The Communists turn their attention chiefly to Germany, because that country is on the eve of a bourgeois revolution that is bound to be carried out under more advanced conditions of European civilisation and with a much more developed proletariat than that of England was in the seventeenth, and France in the eighteenth century, and because the bourgeois revolution in Germany will be but the prelude to an immediately following proletarian revolution.

In short, the Communists everywhere support every revolutionary movement against the existing social and political order of things.

In all these movements, they bring to the front, as the leading question in each, the property question, no matter what its degree of development at the time.

Finally, they labour everywhere for the union and agreement of the democratic parties of all countries.

The Communists disdain to conceal their views and aims. They openly declare that their ends can be attained only by the forcible overthrow of all existing social conditions. Let the ruling classes tremble at a Communistic revolution. The proletarians have nothing to lose but their chains. They have a world to win.

Working Men of All Countries, Unite!"


i have to ask again, does this sound familiar?
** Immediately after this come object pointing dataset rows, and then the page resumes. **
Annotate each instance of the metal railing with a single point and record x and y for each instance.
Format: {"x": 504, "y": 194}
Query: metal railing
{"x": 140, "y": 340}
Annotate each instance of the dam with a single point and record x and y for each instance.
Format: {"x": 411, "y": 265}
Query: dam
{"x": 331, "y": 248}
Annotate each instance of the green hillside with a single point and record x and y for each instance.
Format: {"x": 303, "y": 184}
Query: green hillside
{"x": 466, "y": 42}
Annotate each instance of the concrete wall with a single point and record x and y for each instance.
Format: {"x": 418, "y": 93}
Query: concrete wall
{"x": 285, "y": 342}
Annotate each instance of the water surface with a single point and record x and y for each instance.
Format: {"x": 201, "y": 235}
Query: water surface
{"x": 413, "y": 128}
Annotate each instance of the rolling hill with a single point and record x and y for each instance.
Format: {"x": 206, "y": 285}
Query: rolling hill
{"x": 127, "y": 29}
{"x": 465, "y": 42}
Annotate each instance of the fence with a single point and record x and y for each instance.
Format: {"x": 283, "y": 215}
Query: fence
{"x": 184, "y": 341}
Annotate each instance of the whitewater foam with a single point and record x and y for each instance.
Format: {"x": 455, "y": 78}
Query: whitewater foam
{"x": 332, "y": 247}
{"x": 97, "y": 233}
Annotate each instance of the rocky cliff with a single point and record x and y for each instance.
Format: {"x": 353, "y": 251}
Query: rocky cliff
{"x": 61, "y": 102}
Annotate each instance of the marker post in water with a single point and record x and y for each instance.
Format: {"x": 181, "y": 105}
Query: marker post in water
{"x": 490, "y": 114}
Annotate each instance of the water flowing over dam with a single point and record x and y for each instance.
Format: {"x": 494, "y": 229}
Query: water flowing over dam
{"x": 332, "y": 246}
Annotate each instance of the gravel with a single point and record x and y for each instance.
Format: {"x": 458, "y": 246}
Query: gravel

in just a quick glance through one of my favourite books from one of my favourite writers; modern times by paul johnson, i came across a description of lenin in the years of the bolshevik revolution.

"certainly politics now obsessed him, then and for ever, and his approach was always cerebral rather than emotional...aged twenty two he dissuaded friends from collecting money for victims of a famine, on the grounds that hunger 'performs a progressive function' and would 'cause the peasants to reflect on the fundamental facts of capitalist society'."


so, instead of contributing money, food, clothes & time toward helping to meet the needs of those who are - in the words of our current revolutionaries - the 99%, it was politically expedient to allow them to hunger. why? because, to a revolutionary, the revolution is more important than the humans for which it claims to be concerned.

returning now to my original motivation for writing today, the target of today's, OWS protest: the homes of the bank owners. this will fail as it always has. the ultra-rich have enough money to insulate themselves from these kinds of attacks. the thing about it is, the protesters know this. if not, the organizers of the protest know it. that is why they will eventually turn on the petit bourgeois, those wannabes who consort with the enemy in hopes of eating the scraps from the table. i call, BULLSHIT.

as i said when i first started this post, i LOVE my life. there is nothing that would make me screw up what i have, ESPECIALLY, some misguided revolutionary wannabes fresh out of college who don't have enough peach fuzz to cover a small shriveled grape!

i truly hope the time never comes that i have to defend myself against a group of unorganized neo-revolitionaries. but, if they decide to continue on this quixotic quest, i can envision bad things happening.